Dear Dick, It hurts me that you think I’m “insincere.” Nick Zedd and I were both interviewed once about our films for English television. Everyone in New Zealand who saw the show told me how they liked Nick better ’cause he was more sincere. Nick was just one thing, a straight clear line: Whoregasm, East Village gore ’n porn, and I was several. And-and-and. And isn’t sincerity just the denial of complexity? You as Johnny Cash driving your Thunderbird into the Heart of Light. What put me off experimental film world feminism, besides all it’s boring study groups on Jacques Lacan, was its sincere investigation into the dilemma of the Pretty Girl. As an Ugly Girl it didn’t matter much to me. And didn’t Donna Haraway finally solve this by saying all female lived experience is a bunch of riffs, completely fake, so we should recognize ourselves as Cyborgs? But still the fact remains: You moved out to the desert on your own to clear the junk out of your life. You’re skeptical of irony. You are trying to find some way of living you believe in. I envy this.
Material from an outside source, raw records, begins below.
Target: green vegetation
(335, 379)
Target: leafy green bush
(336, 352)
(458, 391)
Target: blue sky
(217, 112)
Jane Bowles described this problem of sincerity in a letter to her husband Paul, the “better” writer:
August 1947:
Dearest Bupple,
…The more I get into it… the more isolated I feel vis-àvis the writers whom I consider to be of any serious mind… I am enclosing this article entitled New Heroes by Simone de Beauvoir… Read the sides that are marked pages 121 and 123. It is what I have been thinking at the bottom of my mind all this time and God knows it is difficult to write the way I do and yet think their way. This problem you will never have to face because you have always been a truly isolated person so that whatever you write will be good because it will be true which is not so in my case… You immediately receive recognition because what you write is in true relation to yourself which is always recognizable to the world outside… With me who knows? When you are capable only of a serious approach to writing as I am it is almost more than one can bear to be continually doubting one’s sincerity…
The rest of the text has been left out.